Nem só home office, nem só escritório. Na realidade, o futuro do trabalho será uma combinação entre espaço privado (o lar) e espaços públicos. O tempo social e a interação humana são críticos para a saúde mental e os trabalhadores devem ser incentivados a se encontrar pessoalmente, toda semana, para socializar e acompanhar as prioridades de trabalho compartilhado.
Antes da Covid-19, apenas uma minoria de empregadores considerava seriamente a semana de quatro dias como ferramenta para investir na saúde mental e no bem-estar físico dos trabalhadores mantendo a produtividade total e o desempenho da empresa, ainda que diversos bons exemplos já os direcionassem a este caminho.

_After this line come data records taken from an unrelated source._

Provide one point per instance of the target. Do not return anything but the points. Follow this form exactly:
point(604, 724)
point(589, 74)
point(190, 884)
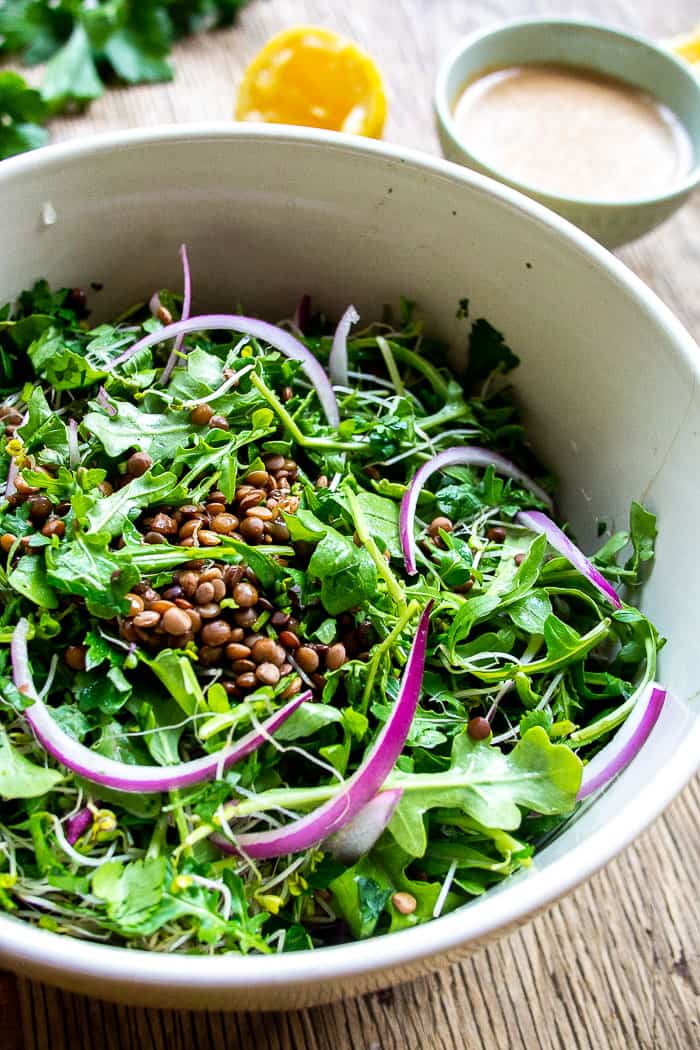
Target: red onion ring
point(283, 341)
point(623, 747)
point(538, 522)
point(120, 775)
point(359, 836)
point(358, 790)
point(338, 356)
point(187, 302)
point(459, 456)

Grandes empresas de vários países já testaram e comprovaram o sucesso da redução das jornadas de trabalho. A Microsoft do Japão anunciou um aumento de 40% na produtividade ao deixar as sextas-feiras livres para todos os seus funcionários. No Brasil, a Unilever ganhou notoriedade ao implementar um sistema de job sharing (cargo compartilhado) em seu setor de RH, no qual duas funcionárias dividem um mesmo cargo e trabalham três dias da semana cada uma.
Agora tudo mudou, haverá um novo mundo pós-coronavírus. O foco no emprego e no bem-estar dos trabalhadores fará parte da restauração das principais indústrias e da atividade econômica saudável. Os empregadores estão pensando mais lateralmente sobre como reter funcionários e direcionar seus negócios para ter rentabilidade – e para isso, eles precisam de uma força de trabalho saudável e engajada, que use todas as tecnologias disponíveis para conseguir se organizar. É essencial mantermos todos os benefícios de produtividade que o trabalho em casa nos trouxe, enquanto ajudamos as empresas a permanecerem firmes e os setores voltarem ao normal. Temos de ser ousados com o nosso modelo e aproveitar esta oportunidade para uma redefinição maciça em escala global. A semana de quatro dias é uma ferramenta para proteger o trabalho em todos os aspectos, tornando este modelo ainda mais relevante para o novo mundo em que nos encontramos. Um futuro sustentável e lucrativo, no qual trabalhamos menos e melhor, engajados e satisfeitos, está ao nosso alcance. É uma revolução do trabalho cuja hora chegou.